Darling, dreaming of you all the time. I've just taken a peach crostata out of the oven. The light has faded, it's squarely the blue gloaming now. Gwynnie's asleep on the rug near me. A young man croons beautifully on the radio now. I imagine the first time you and I kiss. I go over the sensation, how it goes down (is it as soon as the door shuts behind us? no it can't be - but when? so what brings you here), again and again in my mind.

It's not easy to feed snow geese. The last two days I've made a point to walk on the road whose high bank follows the creek. The three geese are there, along with ducks, in the audibly tumultuous creek, all rushing rapids in the middle, and pristine sheets of ice on the sides. I don't have an endless supply in the house, and D and I have rather refined tastes in bread, so I took a couple of slices of very good pecan-raisin levain from the freezer, thawed it in the toaster, bundled up in my red coat and scarf, and tucked the warm bread in my pocket. I set out for my walk, in semi-private moments - that is, out of eyeshot of houses and cars - going through my routine of arm exercises, all in sets of eight. I made my way down a deserted hill towards the creek, where at the bottom of the bluff the swanlike (long-necked, white) geese swam in the rapids. They look okay, maybe a bit thin, but they seem energetic. I tried to get their attention, which I did, they honked agreeably, and I tried flinging torn off bits down the bank, but I never was good at throwing, so the bread didn't make it down to them - and from their previous futile experience they had no interest in trying to make their way on webbed feet up an icy hill. The hurled morsels ended up scattered every which way. I suppose I made a few squirrels happy.

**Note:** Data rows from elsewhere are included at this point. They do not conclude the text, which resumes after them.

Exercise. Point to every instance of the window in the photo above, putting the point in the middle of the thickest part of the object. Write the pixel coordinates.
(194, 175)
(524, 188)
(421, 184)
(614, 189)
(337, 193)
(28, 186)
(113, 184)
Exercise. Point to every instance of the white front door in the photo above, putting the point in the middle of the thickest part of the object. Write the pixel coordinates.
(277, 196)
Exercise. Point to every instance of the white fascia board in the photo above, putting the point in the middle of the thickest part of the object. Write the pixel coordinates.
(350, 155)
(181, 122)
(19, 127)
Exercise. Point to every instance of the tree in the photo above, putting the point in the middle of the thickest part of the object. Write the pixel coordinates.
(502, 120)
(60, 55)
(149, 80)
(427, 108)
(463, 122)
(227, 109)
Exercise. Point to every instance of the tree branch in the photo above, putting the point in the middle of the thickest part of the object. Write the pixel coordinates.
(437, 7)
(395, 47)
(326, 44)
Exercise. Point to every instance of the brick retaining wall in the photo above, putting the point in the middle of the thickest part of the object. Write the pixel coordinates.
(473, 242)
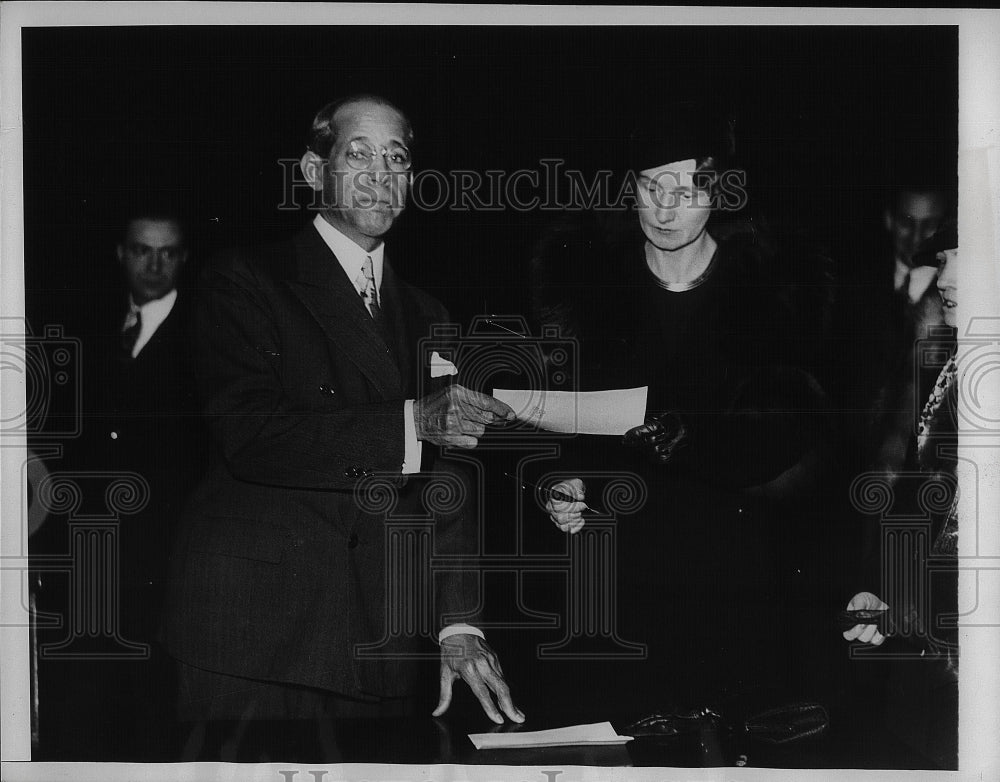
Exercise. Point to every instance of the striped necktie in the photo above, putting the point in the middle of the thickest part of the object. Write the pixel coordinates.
(369, 292)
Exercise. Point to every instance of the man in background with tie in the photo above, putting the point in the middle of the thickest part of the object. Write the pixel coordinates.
(318, 404)
(140, 416)
(913, 213)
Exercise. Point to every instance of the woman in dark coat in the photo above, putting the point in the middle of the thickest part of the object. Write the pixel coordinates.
(923, 681)
(722, 326)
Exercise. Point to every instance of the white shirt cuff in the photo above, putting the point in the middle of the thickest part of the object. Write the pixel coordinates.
(413, 448)
(460, 629)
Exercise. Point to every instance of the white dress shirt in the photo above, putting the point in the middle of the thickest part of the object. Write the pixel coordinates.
(152, 313)
(921, 278)
(352, 258)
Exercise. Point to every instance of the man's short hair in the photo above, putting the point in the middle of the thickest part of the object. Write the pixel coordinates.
(920, 187)
(323, 134)
(157, 212)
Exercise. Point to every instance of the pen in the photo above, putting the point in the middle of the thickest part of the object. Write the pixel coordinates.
(555, 494)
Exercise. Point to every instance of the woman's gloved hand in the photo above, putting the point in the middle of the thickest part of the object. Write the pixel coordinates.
(660, 437)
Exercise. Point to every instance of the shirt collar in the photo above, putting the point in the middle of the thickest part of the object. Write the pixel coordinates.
(350, 255)
(156, 309)
(920, 279)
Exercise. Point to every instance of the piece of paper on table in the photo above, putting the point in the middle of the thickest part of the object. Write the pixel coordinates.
(598, 733)
(578, 412)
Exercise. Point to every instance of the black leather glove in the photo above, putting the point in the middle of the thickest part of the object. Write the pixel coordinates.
(660, 437)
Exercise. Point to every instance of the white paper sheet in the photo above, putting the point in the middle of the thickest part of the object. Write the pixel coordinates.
(578, 412)
(598, 733)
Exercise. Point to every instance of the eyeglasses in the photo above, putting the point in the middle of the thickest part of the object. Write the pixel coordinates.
(171, 253)
(361, 156)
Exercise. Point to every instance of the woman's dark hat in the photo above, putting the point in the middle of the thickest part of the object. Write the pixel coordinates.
(945, 238)
(683, 131)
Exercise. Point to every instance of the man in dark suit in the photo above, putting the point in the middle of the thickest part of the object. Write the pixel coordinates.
(310, 377)
(141, 417)
(914, 212)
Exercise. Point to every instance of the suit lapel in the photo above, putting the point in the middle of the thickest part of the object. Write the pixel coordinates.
(331, 298)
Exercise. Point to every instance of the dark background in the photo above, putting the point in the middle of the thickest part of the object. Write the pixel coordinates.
(826, 118)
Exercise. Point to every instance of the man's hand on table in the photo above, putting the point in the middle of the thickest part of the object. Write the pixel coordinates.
(457, 416)
(568, 516)
(470, 657)
(866, 634)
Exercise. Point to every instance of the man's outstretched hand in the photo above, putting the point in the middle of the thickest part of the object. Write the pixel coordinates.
(457, 416)
(470, 657)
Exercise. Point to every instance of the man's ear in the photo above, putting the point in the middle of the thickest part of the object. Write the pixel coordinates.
(312, 169)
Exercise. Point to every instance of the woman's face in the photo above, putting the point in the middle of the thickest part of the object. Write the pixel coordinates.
(948, 284)
(672, 211)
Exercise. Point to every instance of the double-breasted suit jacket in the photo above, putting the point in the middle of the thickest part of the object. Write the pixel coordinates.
(280, 567)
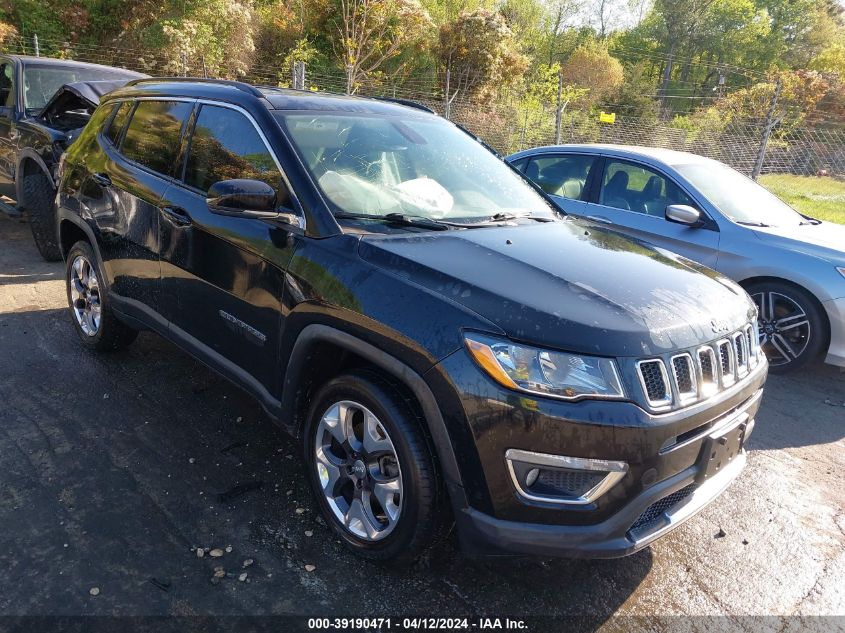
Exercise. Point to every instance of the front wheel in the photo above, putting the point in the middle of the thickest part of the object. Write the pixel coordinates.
(793, 331)
(371, 469)
(97, 326)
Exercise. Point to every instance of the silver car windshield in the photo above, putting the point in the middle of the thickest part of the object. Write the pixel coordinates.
(415, 165)
(738, 197)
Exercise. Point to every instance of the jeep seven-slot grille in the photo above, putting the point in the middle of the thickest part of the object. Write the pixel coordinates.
(653, 377)
(689, 377)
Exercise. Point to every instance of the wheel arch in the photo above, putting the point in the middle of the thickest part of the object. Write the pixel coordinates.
(746, 283)
(304, 374)
(29, 162)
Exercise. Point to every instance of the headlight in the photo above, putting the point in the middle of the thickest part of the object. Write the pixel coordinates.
(545, 372)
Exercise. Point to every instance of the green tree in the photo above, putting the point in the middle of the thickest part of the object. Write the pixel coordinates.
(481, 54)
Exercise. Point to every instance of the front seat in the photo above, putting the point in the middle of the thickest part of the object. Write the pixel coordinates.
(653, 201)
(616, 192)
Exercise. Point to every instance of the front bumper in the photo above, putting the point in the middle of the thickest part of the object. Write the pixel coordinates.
(835, 309)
(612, 538)
(664, 482)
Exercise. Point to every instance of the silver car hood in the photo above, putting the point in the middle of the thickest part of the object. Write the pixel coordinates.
(825, 240)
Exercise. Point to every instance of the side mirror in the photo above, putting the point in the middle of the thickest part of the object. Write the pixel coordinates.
(243, 198)
(683, 214)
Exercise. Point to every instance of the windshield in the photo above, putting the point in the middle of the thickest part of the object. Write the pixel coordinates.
(738, 197)
(414, 165)
(40, 82)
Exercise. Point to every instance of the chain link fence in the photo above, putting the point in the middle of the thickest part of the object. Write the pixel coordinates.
(804, 150)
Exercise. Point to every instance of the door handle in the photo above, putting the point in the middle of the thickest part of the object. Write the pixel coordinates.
(101, 179)
(177, 215)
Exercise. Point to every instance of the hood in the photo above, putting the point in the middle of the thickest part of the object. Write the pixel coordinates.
(72, 105)
(825, 240)
(569, 286)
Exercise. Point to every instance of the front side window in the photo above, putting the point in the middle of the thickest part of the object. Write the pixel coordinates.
(635, 188)
(407, 163)
(7, 82)
(154, 133)
(225, 145)
(564, 175)
(118, 121)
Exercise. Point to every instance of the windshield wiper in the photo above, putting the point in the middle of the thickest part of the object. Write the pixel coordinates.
(397, 218)
(503, 217)
(752, 223)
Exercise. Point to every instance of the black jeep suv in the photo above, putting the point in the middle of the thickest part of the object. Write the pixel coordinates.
(409, 307)
(39, 117)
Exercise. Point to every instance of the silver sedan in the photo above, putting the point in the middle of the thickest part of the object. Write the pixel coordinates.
(792, 265)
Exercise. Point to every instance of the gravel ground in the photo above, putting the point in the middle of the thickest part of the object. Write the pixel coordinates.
(111, 469)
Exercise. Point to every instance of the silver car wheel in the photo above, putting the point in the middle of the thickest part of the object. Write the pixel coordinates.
(784, 327)
(85, 295)
(358, 470)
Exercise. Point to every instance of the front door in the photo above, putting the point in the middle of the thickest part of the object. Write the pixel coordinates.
(8, 126)
(123, 193)
(633, 198)
(223, 276)
(565, 177)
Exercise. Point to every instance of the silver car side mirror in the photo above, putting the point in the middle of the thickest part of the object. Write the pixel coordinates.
(683, 214)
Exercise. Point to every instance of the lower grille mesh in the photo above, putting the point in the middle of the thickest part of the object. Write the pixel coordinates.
(567, 483)
(652, 513)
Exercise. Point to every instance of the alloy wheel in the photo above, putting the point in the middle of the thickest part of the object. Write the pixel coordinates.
(358, 470)
(85, 295)
(784, 327)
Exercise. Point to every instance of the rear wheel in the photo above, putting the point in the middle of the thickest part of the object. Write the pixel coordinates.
(792, 329)
(38, 200)
(96, 324)
(371, 469)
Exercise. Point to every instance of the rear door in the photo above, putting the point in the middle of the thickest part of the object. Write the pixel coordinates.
(223, 276)
(565, 177)
(633, 198)
(123, 192)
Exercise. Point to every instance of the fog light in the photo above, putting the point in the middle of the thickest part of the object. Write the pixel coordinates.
(561, 479)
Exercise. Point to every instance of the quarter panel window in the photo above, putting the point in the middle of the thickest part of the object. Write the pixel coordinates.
(562, 175)
(635, 188)
(153, 136)
(225, 145)
(7, 90)
(118, 121)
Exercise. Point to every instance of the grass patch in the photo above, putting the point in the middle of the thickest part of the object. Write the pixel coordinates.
(820, 197)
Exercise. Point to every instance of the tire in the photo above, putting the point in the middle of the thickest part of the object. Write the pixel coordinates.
(397, 536)
(97, 326)
(39, 202)
(793, 331)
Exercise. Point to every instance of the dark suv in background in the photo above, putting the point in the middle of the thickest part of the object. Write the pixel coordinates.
(440, 340)
(38, 120)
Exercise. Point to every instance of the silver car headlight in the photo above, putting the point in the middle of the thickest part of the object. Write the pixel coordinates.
(545, 372)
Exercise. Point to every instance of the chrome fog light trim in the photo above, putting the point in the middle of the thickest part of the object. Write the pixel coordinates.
(614, 471)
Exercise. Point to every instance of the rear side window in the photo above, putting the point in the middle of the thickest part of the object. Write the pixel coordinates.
(118, 121)
(153, 136)
(225, 145)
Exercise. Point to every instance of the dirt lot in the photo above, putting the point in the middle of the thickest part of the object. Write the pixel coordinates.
(111, 467)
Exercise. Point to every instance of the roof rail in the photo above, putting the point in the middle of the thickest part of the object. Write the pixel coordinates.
(406, 102)
(240, 85)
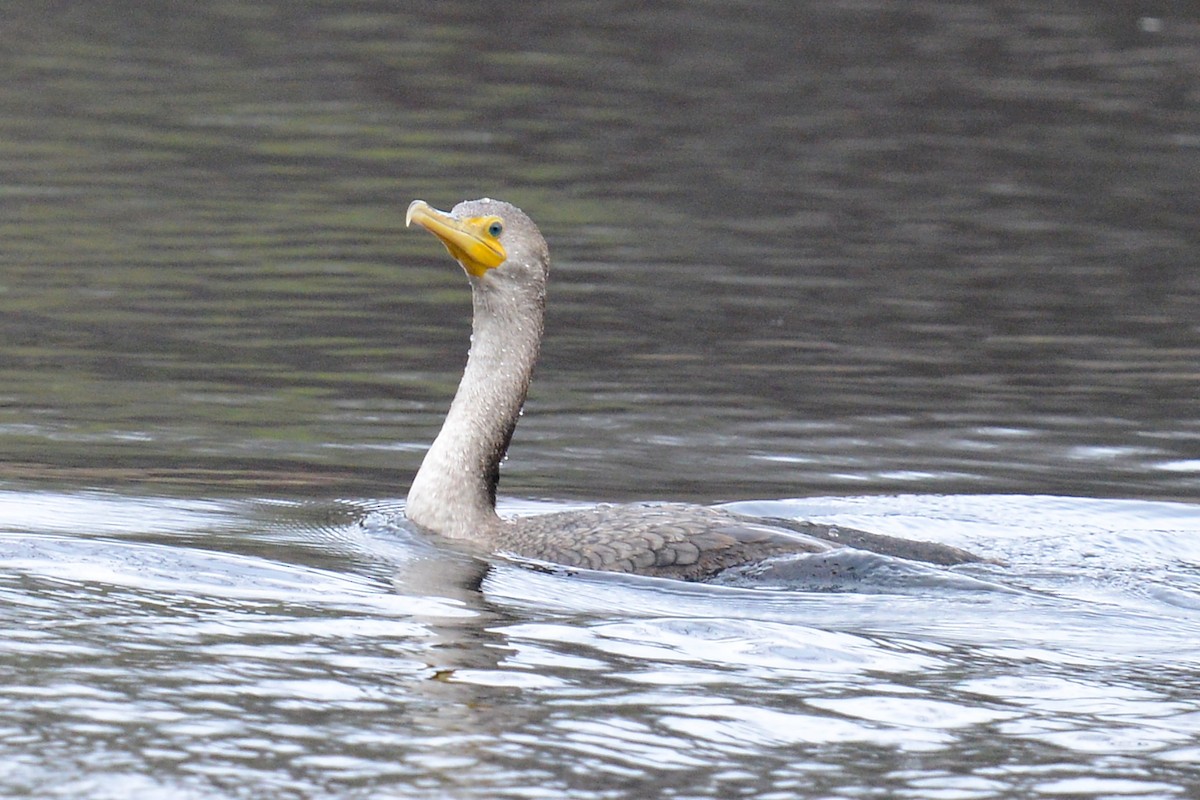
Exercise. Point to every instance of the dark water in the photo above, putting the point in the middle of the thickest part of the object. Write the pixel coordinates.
(931, 266)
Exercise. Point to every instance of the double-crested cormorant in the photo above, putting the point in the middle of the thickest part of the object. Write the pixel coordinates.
(454, 493)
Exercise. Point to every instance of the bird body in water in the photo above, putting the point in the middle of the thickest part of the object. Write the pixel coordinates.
(454, 493)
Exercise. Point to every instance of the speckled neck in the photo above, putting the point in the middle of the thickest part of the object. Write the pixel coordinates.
(454, 492)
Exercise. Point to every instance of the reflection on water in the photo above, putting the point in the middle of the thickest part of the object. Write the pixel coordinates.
(837, 250)
(155, 666)
(829, 250)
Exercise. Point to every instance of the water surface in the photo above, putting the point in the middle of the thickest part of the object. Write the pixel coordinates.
(928, 271)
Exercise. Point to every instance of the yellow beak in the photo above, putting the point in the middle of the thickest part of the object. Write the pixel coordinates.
(468, 240)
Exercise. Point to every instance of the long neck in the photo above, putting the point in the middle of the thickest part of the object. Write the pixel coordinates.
(454, 492)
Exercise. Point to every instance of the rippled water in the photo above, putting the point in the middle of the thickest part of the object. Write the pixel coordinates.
(930, 270)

Today I set out with bread again, and there were the geese, they didn't even acknowledge me, didn't waste calories on the tease I now evidently represented to them, because I had seemed to promise bread but couldn't deliver. I thought about tossing bits from the main road that crosses over the creek, but then thought of casting bread upon the waters, a phrase whose meaning, honestly, I don't know, but it didn't seem like a good idea, yet another waste of perfectly good, not cheap bread, for geese that were a hundred yards away and unlikely to ferret it out before flying mallards could quack their way to it.

I hope so much that you are doing well, darling, and are simultaneously as exquisitely unhappy and happy as I am, my dearest gnat. We'll get a good balance going, for a spell. Always the l'heure exquisée, every moment I have with you. Love you.